The main problem is lack of complexity. News organisations, de Botton claims, “are institutionally committed to implying that it is inevitably better to have a shaky and partial grasp of a subject this minute than to wait for a more secure and comprehensive understanding somewhere down the line”. The culture of breaking news has led to a permaflow of speculation and misinformation being presented as facts, or at the very least as being part of a “developing situation”. In Heisenbergian terms, this can even affect the trajectory of a story. If a fire crew hears a rumour on the news that there are people still stuck inside a burning building, what can they do but go back in?
Alain de Botton (Photo: Vincent Starr)
But even the sober next-day write-up can be severely myopic. News stories are too often context-lite, a mere dip into a narrative infinitely more complex. “It is as if we were being asked to open our eyes a millimetre or two above an inchoate bluish-purple surface marked with random black dashes tinged white along their edges,” de Botton suggests. Whatever we see, we’re unlikely to realise that what we’re staring at is a Titian. And without that sense of scale, we make bad judgements. It’s easy to assume that incompetence or malice are at the heart of our leaders’ failure to make the world a better place. In reality, it’s usually more complicated. And the news industry’s self-appointment as a kind of check on executive power — or even secondary police force — is all very well and good when it comes to Watergate-style busts, but it’s shamelessly ineffective at tackling the unglamorous, systemic problems that ultimately stymy the progress of civilisation. Journalism, for de Botton, “is, or should be, a government in exile that works through all issues of national life with a view to suggesting ways to build a better country”.
This is quite something. Can the news be re-presented in such a way that it can actually make us better?
Take the aforementioned “crucible of human horror”. Playwrights of old devoted two hours’ stage traffic to transforming horror into tragedy, a form that revels in gruesome detail but ultimately enlightens through its empathetic presentation of human psychology. If we can understand a little more about criminal motives and the emotional consequences of violence, at the very least we are relieved of the terror that we live in an irrationally hostile world. The presentation of violence in art, when accompanied by catharsis, can be a way of working through what’s hardest about being human. Through adopting some more creative techniques, in essence reversing the polarity of the new journalism, might reporters not also offer a kind of catharsis?

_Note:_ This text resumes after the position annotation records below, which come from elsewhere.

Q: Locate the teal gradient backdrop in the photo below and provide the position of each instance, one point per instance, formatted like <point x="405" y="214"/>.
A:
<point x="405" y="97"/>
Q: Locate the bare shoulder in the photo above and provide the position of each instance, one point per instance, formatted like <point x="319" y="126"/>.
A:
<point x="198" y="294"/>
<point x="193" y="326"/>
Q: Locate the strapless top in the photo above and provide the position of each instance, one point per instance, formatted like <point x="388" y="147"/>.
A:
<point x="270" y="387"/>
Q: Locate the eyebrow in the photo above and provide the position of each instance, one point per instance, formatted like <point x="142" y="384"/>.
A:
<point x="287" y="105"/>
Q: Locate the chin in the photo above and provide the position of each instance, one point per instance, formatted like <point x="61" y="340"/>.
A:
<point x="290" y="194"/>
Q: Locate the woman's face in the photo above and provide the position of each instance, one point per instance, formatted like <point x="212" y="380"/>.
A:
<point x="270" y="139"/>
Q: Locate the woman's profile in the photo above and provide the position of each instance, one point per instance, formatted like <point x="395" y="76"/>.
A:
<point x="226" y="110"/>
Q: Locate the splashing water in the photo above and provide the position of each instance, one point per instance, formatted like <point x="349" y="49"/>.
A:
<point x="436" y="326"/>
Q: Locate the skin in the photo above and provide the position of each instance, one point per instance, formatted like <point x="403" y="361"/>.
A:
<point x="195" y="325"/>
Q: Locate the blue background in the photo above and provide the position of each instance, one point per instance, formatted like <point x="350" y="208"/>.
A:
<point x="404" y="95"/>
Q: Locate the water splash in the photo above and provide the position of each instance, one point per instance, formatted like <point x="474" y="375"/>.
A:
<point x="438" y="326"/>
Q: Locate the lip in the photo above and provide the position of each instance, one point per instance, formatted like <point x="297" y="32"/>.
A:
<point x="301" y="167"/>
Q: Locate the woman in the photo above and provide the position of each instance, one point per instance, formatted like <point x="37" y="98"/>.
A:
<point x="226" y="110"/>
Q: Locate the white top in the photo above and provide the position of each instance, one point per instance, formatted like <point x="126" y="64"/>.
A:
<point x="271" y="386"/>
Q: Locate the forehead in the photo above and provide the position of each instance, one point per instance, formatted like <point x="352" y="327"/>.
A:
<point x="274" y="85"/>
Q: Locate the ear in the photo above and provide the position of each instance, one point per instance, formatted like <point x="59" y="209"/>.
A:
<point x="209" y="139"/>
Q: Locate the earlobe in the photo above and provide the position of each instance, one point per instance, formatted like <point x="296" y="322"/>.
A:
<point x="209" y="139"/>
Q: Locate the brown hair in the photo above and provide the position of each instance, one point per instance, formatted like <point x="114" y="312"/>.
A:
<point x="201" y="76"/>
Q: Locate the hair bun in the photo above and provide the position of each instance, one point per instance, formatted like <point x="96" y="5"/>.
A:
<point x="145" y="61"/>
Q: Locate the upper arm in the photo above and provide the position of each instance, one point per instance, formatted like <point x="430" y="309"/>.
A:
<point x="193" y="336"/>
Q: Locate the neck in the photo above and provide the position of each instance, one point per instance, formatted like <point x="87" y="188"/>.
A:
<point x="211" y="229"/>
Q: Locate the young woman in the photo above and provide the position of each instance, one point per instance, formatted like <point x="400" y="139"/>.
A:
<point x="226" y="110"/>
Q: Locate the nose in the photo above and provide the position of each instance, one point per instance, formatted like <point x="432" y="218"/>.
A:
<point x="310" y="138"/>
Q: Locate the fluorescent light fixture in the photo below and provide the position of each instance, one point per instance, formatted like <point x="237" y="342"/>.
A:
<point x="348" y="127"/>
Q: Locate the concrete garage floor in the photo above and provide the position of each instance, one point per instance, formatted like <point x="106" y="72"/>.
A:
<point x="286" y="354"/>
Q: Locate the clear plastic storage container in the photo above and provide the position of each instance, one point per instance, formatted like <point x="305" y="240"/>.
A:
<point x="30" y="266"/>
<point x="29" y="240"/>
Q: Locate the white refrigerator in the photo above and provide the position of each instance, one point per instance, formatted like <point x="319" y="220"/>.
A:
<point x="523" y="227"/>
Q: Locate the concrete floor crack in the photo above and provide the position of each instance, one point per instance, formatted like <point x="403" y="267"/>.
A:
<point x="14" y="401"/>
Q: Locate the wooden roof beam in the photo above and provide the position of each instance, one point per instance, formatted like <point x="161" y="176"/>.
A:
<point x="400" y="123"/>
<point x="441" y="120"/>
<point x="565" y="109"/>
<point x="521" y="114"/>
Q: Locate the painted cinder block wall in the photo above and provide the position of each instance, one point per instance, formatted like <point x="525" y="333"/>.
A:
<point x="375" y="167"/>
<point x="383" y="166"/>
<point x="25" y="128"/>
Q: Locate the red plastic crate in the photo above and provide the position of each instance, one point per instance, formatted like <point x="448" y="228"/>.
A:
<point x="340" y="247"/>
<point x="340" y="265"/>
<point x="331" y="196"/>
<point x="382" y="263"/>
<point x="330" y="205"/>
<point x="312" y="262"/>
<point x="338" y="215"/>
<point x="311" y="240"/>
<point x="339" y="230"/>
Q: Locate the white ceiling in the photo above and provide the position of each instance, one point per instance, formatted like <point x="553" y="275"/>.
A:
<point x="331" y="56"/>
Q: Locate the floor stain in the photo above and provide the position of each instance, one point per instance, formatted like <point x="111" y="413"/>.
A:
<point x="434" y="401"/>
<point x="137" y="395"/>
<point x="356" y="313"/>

George Eliot once wrote that “the extension of our sympathies” was one of the primary purposes of art. De Botton suggests that the news can do the same. And not just in persuading us that every murderer might have the tragic potential of a Hamlet. In a chapter on world news, he argues that the reason many of us are turned off by it is because it’s psychologically harder to get worked up about a coup in some far-flung part of the world if one has no concept of what’s ordinary there. His model for an ideal news organisation makes space for a kind of reportage driven by promoting the ordinary a little more, by restoring a sense of worldly balance to a news cycle dominated by the absurd or extreme. This would make cross-cultural empathy a much easier prospect.
He also considers celebrity news, and asks what might happen if we distilled what it is we find truly impressive about famous people. That way, our envy at their seeming-infinite virtue and our scorn at their Icarian fall will abate, leaving behind a more measured sense of what we might all usefully strive towards. In de Botton’s world, “every celebrity story would at heart be a piece of education, an invitation to learn from an admirable person about how to become a slightly better version of oneself”.
However one takes de Botton’s recommendations for an ideal news organisation, his User’s Manual is certainly a useful corrective to the hegemony of News as we know it. And if we all just thought a little bit differently about it as a result, perhaps we’d be one step towards being better through news.